TEMPO.CO, Klaten - Seorang pelatih atlet difabel harus menguasai ilmu cabang olahraga yang diampu serta berpengalaman menjadi atlet. Selain itu, mereka dituntut memiliki tingkat kesabaran yang tinggi dan lebih sensitif terhadap kebutuhan khusus atletnya.
Baca: Atlet Tunanetra Berlaga di Cabang Atletik Lompat Jauh, Caranya...
"Kalau menegur jangan dengan cara kasar, jangan sampai melukai perasaannya," kata Tomy Priya Dinata, 24 tahun, pelatih atlet difabel lompat jauh asal Desa Sobayan, Kecamatan Pedan, Kabupaten Klaten, saat ditemui Tempo pada Kamis, 22 November 2018.
Tomy adalah satu dari empat pelatih cabang olahraga atletik yang ditunjuk National Paralympic Committee (NPC) Klaten untuk Pekan Paralimpik Provinsi (Peparprov) Jawa Tengah III/2018 di Kota Surakarta pada 13 - 16 November lalu. Dari 32 atlet difabel asal Klaten yang mengikuti di Peparprov Jateng 2018, empat di antaranya bertanding di nomor lompat jauh.
Tomy mengatakan, sebagian atlet difabel Klaten yang bertanding di cabang atletik Peparprov Jateng 2018 terbilang masih baru. "Kalau latihan ada yang telat, ada juga yang enggak datang. Tapi kami (pelatih) harus sabar dan terus memberikan semangat kepada mereka, jadi kayak ngemong (mengasuh)," kata Tomy yang baru lulus S1 Pendidikan Kepelatihan Olahraga Universitas Sebelas Maret Surakarta pada April lalu.
Untuk menanamkan kedisiplinan kepada para atlet difabel, Tomy biasanya memberikan arahan di sela sesi diskusi sebelum latihan selesai. "Saya selalu mengingatkan bahwa mereka berjuang untuk keberhasilan diri sendiri. Pelatih hanya menerapkan ilmu yang dipunyai untuk meningkatkan performa atlet," kata Tomy.
Meski demikian, Tomy tidak memungkiri ada saja atlet difabel yang terbilang bandel atau tidak menuruti arahan pelatih. "Biasanya saya tegur langsung sambil tetap memberikan motivasi. Kalau masih bandel, ya saya bilang akan lapor ke Pak Sri Mulyo (Ketua NPC Klaten). Kalau sudah begitu, biasanya langsung menurut," kata Tomy sambil tersenyum.
Artikel lainnya:
Cara Atlet Tunanetra Ikut Lomba Lari, Kuncinya di Guide Runner
Untuk atlet penyandang retardasi mental (tunagrahita), Tomy harus lebih berhati-hati jika akan mengoreksi atau menegur. "Untuk atlet tunagrahita agak sulit menerima penjelasan, jadi musti pelan-pelan penyampaiannya. Harus terus disemangati, jangan sampai putus asa," kata Tomy.

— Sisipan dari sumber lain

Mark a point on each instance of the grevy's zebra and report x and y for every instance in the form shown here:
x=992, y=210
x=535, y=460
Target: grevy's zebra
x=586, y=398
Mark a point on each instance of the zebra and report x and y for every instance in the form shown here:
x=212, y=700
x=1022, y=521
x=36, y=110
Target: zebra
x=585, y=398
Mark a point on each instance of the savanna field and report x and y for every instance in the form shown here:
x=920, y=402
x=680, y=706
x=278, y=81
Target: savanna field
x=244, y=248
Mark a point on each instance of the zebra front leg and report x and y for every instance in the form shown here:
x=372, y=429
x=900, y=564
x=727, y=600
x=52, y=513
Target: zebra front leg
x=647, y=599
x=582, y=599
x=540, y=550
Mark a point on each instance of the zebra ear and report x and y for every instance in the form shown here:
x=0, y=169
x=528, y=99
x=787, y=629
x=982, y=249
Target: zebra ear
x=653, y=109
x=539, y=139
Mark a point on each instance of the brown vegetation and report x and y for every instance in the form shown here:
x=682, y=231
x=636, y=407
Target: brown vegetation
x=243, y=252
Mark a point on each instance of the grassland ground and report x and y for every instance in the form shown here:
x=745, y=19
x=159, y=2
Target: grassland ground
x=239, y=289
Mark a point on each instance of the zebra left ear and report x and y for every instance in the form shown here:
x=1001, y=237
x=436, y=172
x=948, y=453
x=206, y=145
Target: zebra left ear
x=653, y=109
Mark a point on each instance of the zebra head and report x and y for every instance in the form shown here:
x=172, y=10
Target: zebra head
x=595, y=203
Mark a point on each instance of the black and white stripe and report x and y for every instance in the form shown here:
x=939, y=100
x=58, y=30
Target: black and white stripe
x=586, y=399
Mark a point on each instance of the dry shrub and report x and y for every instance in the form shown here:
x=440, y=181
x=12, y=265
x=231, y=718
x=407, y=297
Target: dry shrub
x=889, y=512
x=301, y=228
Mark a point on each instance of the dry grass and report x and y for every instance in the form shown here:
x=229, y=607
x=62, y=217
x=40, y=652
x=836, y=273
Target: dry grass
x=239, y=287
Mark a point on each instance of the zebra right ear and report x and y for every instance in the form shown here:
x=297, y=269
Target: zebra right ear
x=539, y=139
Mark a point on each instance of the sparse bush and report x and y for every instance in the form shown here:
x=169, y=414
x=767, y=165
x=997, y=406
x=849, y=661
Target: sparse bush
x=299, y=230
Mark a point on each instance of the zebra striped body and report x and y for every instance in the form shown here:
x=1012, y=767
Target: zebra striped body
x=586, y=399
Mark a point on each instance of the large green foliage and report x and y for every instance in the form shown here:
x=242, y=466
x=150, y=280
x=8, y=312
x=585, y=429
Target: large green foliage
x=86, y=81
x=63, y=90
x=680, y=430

Selain dituntut sabar, pelatih atlet difabel juga harus mampu menakar porsi latihan setiap atlet, tergantung dari keterbatasan mereka. "Volume dan program-program latihan bagi atlet difabel rata-rata 70 sampai 75 persen, tidak maksimal 100 persen seperti atlet umum," kata Tomy yang mengampu empat atlet difabel lompat jauh.
Pelatih atlet difabel lompat jauh lainnya, Atto Kurniawan, 29 tahun, punya cara tersendiri untuk menegur atlet yang bandel atau tidak menuruti instruksinya. "Tidak saya tegur, tapi saya diamkan. Atlet sudah hapal apa sebab saya diam. Tapi kalau mereka sudah memperbaiki kesalahannya, ya sudah, biasa lagi," kata Atto yang menjadi asisten pelatih lompat jauh saat Pemusatan Latihan Nasional (Pelatnas) untuk Asian Para Games 2018.